PaulH
PaulH

Reputation: 3049

PHP flock() for read-modify-write does not work

I have a log file maintained by a PHP script. The PHP script is subject to parallel processing. I cannot get the flock() mechanism to work on the log file: in my case, flock() does not prevent the log file shared by PHP scripts running in parallel from being accessed at the same time and being sometimes overwritten.

I want to be able to read a file, do some processing, modify the data and write back without the same code running in parallel on the server doing the same at the same time. The read modify write has to be in sequence.

On one of my shared hostings (OVH France), it does not work as expected. In that case, we see that the counter $c has the same value in different iframes, which should not be possible if the lock works as expected, which it does on an other shared hosting.

Any suggestions to make this work, or for an alternative method?

Googling "read modify write" php or fetch and add or test and set did not provide useful information: all solutions are based on a working flock().
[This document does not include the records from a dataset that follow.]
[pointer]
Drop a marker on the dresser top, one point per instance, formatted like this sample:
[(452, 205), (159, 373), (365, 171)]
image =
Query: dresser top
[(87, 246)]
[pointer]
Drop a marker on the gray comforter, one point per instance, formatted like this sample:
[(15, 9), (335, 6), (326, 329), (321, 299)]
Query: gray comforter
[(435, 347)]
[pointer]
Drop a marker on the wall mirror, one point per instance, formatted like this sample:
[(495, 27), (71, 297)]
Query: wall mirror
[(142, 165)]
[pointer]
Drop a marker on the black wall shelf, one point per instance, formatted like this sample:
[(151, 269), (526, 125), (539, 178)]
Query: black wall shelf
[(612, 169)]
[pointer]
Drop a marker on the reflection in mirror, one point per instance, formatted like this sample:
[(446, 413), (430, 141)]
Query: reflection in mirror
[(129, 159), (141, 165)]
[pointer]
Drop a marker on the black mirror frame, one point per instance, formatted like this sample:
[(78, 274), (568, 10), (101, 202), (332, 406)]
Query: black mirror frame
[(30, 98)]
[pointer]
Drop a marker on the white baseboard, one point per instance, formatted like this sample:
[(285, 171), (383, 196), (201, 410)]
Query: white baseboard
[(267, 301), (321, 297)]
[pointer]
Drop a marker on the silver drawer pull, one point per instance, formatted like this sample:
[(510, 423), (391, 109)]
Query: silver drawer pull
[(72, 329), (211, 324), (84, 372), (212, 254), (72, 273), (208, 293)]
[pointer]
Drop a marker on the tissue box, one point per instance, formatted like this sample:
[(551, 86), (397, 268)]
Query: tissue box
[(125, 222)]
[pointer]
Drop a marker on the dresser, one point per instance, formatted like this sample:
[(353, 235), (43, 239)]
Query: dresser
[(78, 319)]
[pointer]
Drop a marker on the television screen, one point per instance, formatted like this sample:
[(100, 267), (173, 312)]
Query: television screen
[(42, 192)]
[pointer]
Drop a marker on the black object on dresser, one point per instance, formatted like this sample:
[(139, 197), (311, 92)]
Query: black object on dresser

Here is some standalone running demo code to illustrate. It generates a number of parallel requests from the browser to the server and displays the results. It is easy to visually observe a disfunction: if your webserver does not support flock() like one of mine, the counter value and the number of log lines will be the same in some frames.

<!DOCTYPE html>
<html lang="en">
<title>File lock test</title>
<style>
iframe {
    width: 10em;
    height: 300px;
}
</style>
<?php
$timeStart = microtime(true);
if ($_GET) { // iframe
    // GET
    $time = $_GET['time'] ?? 'no time';
    $instance = $_GET['instance'] ?? 'no instance';

    // open file
    // $mode = 'w+'; // no read
    // $mode = 'r+'; // does not create file, we have to lock file creation also
    $mode = 'c+'; // read, write, create
    $fhandle = fopen(__FILE__ .'.rwtestfile.txt', $mode) or exit('fopen');
    // lock
    flock($fhandle, LOCK_EX) or exit('flock');
    // start of file (optional, only some modes like require it)
    rewind($fhandle);
    // read file (or default initial value if new file)
    $fcontent = fread($fhandle, 10000) or ' 0';
    // counter value from previous write is last integer value of file
    $c = strrchr($fcontent, ' ') + 1;
    // new line for file
    $fcontent .= "<br />\n$time $instance $c";
    // reset once in a while
    if ($c > 20) {
        $fcontent = ' 0'; // avoid long content
    }
    // simulate other activity
    usleep(rand(1000, 2000));
    // start of file
    rewind($fhandle);
    // write
    fwrite($fhandle, $fcontent) or exit('fwrite');
    // truncate (in unexpected case file is shorter now)
    ftruncate($fhandle, ftell($fhandle)) or exit('ftruncate');
    // close
    fclose($fhandle) or exit('fclose');
    // echo
    echo "instance:$instance c:$c<br />";
    echo $timeStart ."<br />";
    echo microtime(true) - $timeStart ."<br />";
    echo $fcontent ."<br />";
} else {
    echo 'File lock test<br />';
    // iframes that will be requested in parallel, to check flock
    for ($i = 0; $i < 14; $i++) {
        echo '<iframe src="?instance='. $i .'&time='. date('H:i:s') .'"></iframe>'."\n";
    }
}

There is a warning about flock() limitations in the PHP: flock - Manual, but it is about ISAPI (Windows) and FAT (Windows). My server configuration is:
PHP Version 7.2.5
System: Linux cluster026.gra.hosting.ovh.net
Server API: CGI/FastCGI

Upvotes: 3

Views: 1596

Answers (3)

PaulH
PaulH

Reputation: 3049

There is one fopen() test and set mode: the x mode.

x Create and open for writing only; place the file pointer at the beginning of the file. If the file already exists, the fopen() call will fail by returning FALSE and generating an error of level E_WARNING. If the file does not exist, attempt to create it.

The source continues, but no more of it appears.